Choosing stemming table

Performance between original (default) and new stemming table (Polimorf-based) varies significantly. The stemmer for the default stemming table is understemming, i.e., for multiple forms of the same lemma provides different stems more often (63%) than when using Polimorf-based stemming table (13%). However, the file footprint of the latter is bigger (2.2MB vs 0.3MB). Also loading takes longer (7.5 seconds vs. 1.3 seconds), though this happens only once, when a stemmer is created. Also, for original stemming table, the stemmer stems slightly faster: ~60000 vs ~51000 words per second. See Evaluation Jupyter Notebook for the detailed evaluation results.

Note also, that the licensing schema of both stemming tables differs, and hence licensing of data generated with each one. See “Licensing” section for the details.

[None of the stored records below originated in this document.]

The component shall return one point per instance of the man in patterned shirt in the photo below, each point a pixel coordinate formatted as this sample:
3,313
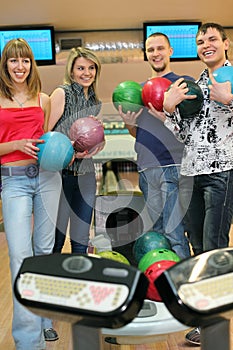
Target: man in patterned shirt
207,164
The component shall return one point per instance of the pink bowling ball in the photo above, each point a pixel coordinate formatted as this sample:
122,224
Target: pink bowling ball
87,134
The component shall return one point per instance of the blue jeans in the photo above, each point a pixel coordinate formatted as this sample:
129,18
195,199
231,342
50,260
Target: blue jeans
22,196
209,214
160,187
76,204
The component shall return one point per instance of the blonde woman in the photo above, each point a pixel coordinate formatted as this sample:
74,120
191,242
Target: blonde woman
26,189
77,98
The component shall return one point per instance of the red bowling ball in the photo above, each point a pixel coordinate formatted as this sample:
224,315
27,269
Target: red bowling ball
153,92
87,133
152,273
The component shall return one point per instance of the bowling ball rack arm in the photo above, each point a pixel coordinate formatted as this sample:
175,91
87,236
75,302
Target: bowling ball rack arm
198,292
84,290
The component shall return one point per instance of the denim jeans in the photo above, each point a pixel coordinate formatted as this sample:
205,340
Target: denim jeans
76,204
160,187
209,214
22,196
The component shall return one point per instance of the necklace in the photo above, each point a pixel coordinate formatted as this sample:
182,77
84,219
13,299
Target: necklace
20,103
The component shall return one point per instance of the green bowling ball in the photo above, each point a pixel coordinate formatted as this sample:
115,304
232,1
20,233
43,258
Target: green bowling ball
108,254
188,108
157,255
149,241
128,94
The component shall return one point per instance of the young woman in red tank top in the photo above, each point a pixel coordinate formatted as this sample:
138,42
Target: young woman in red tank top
26,189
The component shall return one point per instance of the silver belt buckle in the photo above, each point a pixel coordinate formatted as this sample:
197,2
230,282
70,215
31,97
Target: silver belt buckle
32,170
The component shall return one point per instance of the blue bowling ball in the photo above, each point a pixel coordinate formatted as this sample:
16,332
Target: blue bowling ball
56,152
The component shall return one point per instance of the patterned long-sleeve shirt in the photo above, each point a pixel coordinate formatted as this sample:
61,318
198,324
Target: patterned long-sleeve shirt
208,136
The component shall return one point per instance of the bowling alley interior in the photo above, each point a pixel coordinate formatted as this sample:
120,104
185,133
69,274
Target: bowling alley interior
116,33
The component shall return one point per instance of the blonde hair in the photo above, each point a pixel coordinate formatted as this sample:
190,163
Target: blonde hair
18,48
75,53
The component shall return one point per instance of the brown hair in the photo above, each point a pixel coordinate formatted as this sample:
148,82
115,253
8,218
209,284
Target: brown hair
75,53
204,27
18,48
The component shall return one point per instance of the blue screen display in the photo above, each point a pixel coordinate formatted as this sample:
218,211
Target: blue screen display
182,37
41,41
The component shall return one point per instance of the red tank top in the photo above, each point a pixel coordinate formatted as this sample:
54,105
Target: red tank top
20,123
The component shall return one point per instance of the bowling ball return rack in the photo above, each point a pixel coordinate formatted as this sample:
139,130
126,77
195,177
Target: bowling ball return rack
103,294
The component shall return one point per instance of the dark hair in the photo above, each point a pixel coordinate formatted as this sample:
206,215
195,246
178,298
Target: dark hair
18,48
159,34
88,54
204,27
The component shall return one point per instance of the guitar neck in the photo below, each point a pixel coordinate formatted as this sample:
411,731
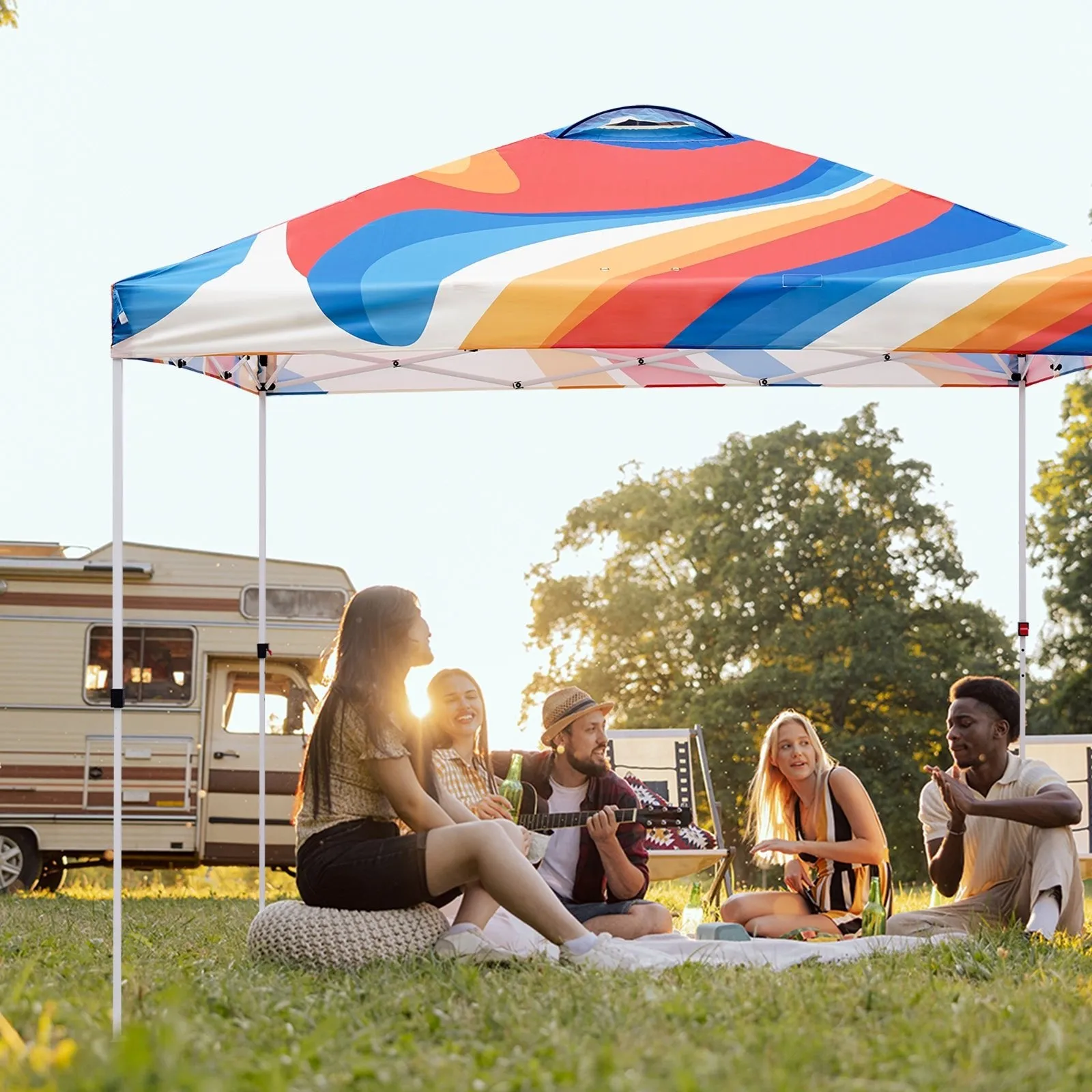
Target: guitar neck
562,819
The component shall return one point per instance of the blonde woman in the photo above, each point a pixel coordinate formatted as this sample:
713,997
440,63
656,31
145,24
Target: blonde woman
817,817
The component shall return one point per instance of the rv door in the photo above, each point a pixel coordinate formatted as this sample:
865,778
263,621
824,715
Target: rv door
229,826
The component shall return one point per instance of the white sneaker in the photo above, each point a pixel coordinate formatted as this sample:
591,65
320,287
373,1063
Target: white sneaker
609,953
472,946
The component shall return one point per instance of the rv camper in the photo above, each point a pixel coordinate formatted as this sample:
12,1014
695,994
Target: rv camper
190,751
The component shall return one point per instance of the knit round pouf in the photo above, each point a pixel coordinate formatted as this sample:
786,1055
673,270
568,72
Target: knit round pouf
291,932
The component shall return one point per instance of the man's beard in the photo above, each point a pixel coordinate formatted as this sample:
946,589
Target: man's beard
590,767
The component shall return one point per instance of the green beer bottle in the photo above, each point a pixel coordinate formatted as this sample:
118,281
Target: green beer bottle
511,788
693,912
874,917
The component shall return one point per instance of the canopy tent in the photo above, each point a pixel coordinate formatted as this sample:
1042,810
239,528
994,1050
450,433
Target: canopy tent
640,247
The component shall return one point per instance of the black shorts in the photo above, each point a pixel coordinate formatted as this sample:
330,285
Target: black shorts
365,865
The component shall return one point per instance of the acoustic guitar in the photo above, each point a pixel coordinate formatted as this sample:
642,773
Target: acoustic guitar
534,816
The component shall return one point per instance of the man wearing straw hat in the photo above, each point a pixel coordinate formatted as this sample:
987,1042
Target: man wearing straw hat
601,871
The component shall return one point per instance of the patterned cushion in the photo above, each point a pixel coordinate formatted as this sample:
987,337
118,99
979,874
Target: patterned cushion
670,838
291,932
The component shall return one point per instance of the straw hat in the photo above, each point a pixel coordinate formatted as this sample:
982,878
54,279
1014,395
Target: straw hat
566,706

Choosing between port and wrapper

If you work on an NLP project in Python you can choose between Python port and Python wrapper. Python port is what pystempel tries to achieve: translation from Java implementation to Python. Python wrapper is what I used in tests: Python functions to call the original Java implementation of stemmer. You can find more about wrappers and ports in Stackoverflow comparision post. Here, I compare both approaches to help you decide:

  • Same accuracy. I have verified Python port by comparing its output with output of original Java implementation for 331224 words from Free Polish dictionary (sjp.pl) and for 100% of words it returns same output.

  • Similar performance. For mentioned dataset both stemmer versions achieved comparable performance. Python port completed stemming in 4.4 seconds, while Python wrapper – in 5 seconds (Intel Core i5-6000 3.30 GHz, 16GB RAM, Windows 10, OpenJDK)

  • Different setup. Python wrapper requires additionally installation of Cython and pyjnius. Python wrapper will make also debugging harder (switching between two programming languages).

Development setup

To setup environment for development you will need Anaconda installed.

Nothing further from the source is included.